Tuesday, January 20, 2015

Pasta!

Spaghetti anyone?

Seriously, spaghetti is like my go to meal. It is quick and easy and I am sure I have made it different just about every single time. I always use fresh herbs (or dried) when I run into the issue where I thought I had something in the fridge and didn't. I always keep dried herbs and seasoning in my cabinet.

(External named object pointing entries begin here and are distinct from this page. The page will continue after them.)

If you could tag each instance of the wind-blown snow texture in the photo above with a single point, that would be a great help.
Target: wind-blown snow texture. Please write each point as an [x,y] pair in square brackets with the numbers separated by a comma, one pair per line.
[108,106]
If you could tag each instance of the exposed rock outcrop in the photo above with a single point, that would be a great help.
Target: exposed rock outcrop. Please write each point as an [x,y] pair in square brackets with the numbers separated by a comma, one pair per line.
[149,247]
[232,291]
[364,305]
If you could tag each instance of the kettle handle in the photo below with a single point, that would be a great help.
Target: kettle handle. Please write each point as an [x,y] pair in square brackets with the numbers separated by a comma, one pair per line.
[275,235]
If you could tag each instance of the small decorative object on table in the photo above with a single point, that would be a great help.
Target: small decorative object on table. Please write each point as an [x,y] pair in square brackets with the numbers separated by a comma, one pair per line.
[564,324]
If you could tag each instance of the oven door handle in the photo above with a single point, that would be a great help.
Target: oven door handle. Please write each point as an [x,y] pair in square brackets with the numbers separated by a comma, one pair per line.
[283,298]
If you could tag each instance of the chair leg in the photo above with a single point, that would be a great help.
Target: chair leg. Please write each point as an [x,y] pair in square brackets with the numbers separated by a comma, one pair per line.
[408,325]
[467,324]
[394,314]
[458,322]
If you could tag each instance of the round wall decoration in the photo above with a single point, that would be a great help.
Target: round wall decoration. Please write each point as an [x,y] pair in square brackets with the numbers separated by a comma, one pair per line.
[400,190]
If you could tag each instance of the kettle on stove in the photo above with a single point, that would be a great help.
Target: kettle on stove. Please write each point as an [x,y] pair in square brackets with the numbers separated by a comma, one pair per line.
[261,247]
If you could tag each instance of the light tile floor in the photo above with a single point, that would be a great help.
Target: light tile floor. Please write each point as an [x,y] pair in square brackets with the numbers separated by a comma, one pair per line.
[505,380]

This spaghetti tonight, I actually used a jar of spaghetti sauce, a can of tomato puree, fresh parsley (I always use italian flat leaf), dried oregano, onion and garlic.

Spaghetti with meat sauce
I use tomato puree as it is much thicker than tomato sauce. I like my sauce a little on the thicker side to nicely coat my pasta. Another rule of thumb, never add oil to pasta when boiling. You want the sauce to stick to your pasta, not slide off. I know you think I have to add it so my pasta will not stick while cooking. Well, I never add oil and my pasta does not stick together. You just have to make sure you stir it (I usually use a fork for spaghetti, angel hair, linguine pasta). Once I drain it, I add about a tablespoon of a non cooking olive oil. One that you would use for dressings/dipping as it is much thicker and taste great.

I use beef, just brown it up and once done, I add my garlic, onions and herbs and cook for another minute or two. I then add my sauce and just let it simmer. I add just a little salt and about a teaspoon of sugar just to cut the acid of the tomatoes, not too much sugar that the sauce it sweet, unless you prefer it that way.